I wrote an article several years ago in the Alternative Medicine Review outlining how common laboratory biomarkers (tests) have been found to be correlated in some manner or another with excessive bone loss and/or a heightened risk for breaking a bone. These tests can therefore be used, not as direct indicators of bone density or strength, but as indirect “indicators” or surrogates, of bone health and fracture risk. The use of therapeutic targets for reducing fracture risk is one of the most important things you and your doctor can do in managing your treatment of osteoporosis.
This is how it works: A lab test is performed and the results come back as abnormal. The physician attempts to normalize the result (through diet, changes to life-style, supplementation, exercise and/or medication) and then, through subsequent serial testing, determines success or failure.The doctor’s ability to design and fine tune therapeutic protocol is enhanced. Using lab tests in this manner as a way to determine success or failure of therapy is far superior to waiting the recommended two years between bone density evaluations. In addition, when measuring bone density, only one aspect (quantity) of bone is assessed. The assessment of changes in bone quality, as can be inferred through lab testing, provides intermediate indicators of bone health to help guide therapy.
Cortisol can be one such marker. Cortisol is a hormone produced by the adrenal glands in response to stress. Measuring cortisol through saliva is simple, non-invasive, and accurately reflects the amount of unbound cortisol levels in blood. This is important because elevated cortisol levels, while often asymptomatic*, increase a person’s risk for fracture by silently eroding away bone density and strength – reducing bone quantity and quality. It is estimated that approximately 1 to 10% of people with osteoporosis have elevated levels of cortisol.

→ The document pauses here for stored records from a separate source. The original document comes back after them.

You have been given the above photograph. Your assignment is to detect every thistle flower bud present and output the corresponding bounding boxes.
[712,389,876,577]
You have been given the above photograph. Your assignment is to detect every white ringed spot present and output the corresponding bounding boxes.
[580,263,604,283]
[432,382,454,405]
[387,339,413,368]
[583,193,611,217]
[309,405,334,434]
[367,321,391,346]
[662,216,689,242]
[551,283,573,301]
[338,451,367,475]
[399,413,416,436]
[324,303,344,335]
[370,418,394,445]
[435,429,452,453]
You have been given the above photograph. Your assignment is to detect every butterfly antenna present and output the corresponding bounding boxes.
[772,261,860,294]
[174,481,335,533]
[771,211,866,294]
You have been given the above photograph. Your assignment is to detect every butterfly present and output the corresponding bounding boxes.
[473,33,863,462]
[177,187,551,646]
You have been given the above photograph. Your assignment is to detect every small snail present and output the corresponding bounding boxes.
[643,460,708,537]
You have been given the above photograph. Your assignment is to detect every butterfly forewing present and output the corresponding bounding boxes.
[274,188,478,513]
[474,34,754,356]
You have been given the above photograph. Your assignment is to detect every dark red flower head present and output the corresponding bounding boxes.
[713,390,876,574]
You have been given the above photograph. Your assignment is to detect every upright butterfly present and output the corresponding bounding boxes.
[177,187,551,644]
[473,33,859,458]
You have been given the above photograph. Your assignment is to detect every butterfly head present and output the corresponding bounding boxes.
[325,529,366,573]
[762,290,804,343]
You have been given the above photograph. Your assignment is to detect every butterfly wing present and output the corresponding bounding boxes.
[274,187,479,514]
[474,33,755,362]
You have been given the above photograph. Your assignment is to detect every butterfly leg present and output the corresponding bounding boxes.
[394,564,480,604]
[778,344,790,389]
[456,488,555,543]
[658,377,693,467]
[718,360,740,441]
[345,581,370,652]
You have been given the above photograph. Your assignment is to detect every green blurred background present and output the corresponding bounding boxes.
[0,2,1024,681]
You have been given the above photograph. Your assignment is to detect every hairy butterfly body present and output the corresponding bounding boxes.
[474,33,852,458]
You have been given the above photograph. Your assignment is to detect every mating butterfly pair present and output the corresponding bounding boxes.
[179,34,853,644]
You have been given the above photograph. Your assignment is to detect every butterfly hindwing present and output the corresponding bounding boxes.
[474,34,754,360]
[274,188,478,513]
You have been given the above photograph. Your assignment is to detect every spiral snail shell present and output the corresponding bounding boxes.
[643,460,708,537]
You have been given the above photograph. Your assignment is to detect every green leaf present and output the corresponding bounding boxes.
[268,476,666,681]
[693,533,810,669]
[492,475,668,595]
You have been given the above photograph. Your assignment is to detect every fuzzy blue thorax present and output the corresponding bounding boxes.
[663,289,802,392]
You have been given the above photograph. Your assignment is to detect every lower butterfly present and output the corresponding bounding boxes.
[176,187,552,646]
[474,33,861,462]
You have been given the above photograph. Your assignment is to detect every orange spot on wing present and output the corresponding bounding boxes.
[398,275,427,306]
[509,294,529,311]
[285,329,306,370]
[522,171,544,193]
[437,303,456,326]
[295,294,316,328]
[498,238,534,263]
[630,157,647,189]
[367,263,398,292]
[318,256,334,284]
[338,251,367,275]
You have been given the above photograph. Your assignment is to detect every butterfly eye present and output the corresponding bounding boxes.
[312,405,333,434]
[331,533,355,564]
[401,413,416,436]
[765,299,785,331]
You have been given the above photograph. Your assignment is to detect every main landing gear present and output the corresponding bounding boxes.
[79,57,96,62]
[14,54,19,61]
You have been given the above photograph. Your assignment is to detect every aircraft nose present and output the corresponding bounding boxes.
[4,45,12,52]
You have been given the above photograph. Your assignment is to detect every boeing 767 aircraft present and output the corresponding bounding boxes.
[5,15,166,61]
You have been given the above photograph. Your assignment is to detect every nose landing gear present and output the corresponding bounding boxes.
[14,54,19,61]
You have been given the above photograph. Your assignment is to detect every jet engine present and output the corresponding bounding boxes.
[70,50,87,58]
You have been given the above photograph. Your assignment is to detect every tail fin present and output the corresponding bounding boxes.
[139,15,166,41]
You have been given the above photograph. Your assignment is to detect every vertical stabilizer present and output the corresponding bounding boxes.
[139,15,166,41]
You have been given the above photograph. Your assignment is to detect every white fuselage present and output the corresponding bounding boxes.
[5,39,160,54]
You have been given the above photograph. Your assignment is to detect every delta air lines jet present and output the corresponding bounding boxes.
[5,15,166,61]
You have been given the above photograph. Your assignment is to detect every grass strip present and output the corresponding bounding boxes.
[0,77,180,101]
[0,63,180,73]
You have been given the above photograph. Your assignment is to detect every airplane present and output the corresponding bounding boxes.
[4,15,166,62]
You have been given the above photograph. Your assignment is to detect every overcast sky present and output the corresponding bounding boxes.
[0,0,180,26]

In one study, Morelli et al. (2011) found that in patients who have an excess production of cortisol (a condition called subclinical hypercortisolism or SH) who had normal or osteopenic (not osteoporotic) bone density, 48% sustained fractures compared to 13% in the non-SH group. In a second study conducted by researchers at the University of Milan, Italy, 102 patients with adrenal incidentalomas** (with and without subclinical hypercortisolism) were assessed for bone quality and fracture risk. The authors concluded “that in patients with subtle cortisol excess, TBS (trabecular bone score) [a method of determining bone quality and strength] is reduced and correlates with the number and severity of vertebral fractures and with the degree of cortisol excess.“
In the cortisol example, a simple saliva lab test may provide important clues to the causes of your bone loss. Any abnormal test results provide you and your doctor with therapeutic targets for improvement. On subsequent testing, positive changes will indicate that the therapy you and your doctor have initiated are making an impact—and that your health, and that of your bones, are improving.
* Symptoms when displayed include central weight gain, excess sweating, thinning of skin and bruising, high blood pressure, elevated blood glucose, muscle weakness, irritability, etc.
** Incidentalomas are adrenal gland tumors that have been found incidentally while performing another,
unrelated, diagnostic procedure. Approximately 30% of patients with subclinical hypercortisolism are found
to have adrenal masses.
Morelli et al. 2011. Risk of new vertebral fractures in patients with adrenal incidenaloma with and without subclinical hypercortisolism: a multicenter longitudinal study. Journal of Bone and Mineral Research. 26:1816-1821.
Eller-Vainicher et al. 2012. Bone quality, as measured by Trabecular Bone Score (TBS), in patients with adrenal incidentalomas with and without subclinical hypercortisolism. Journal of Bone and Mineral Research. doi 10.1002/jbmr.1648.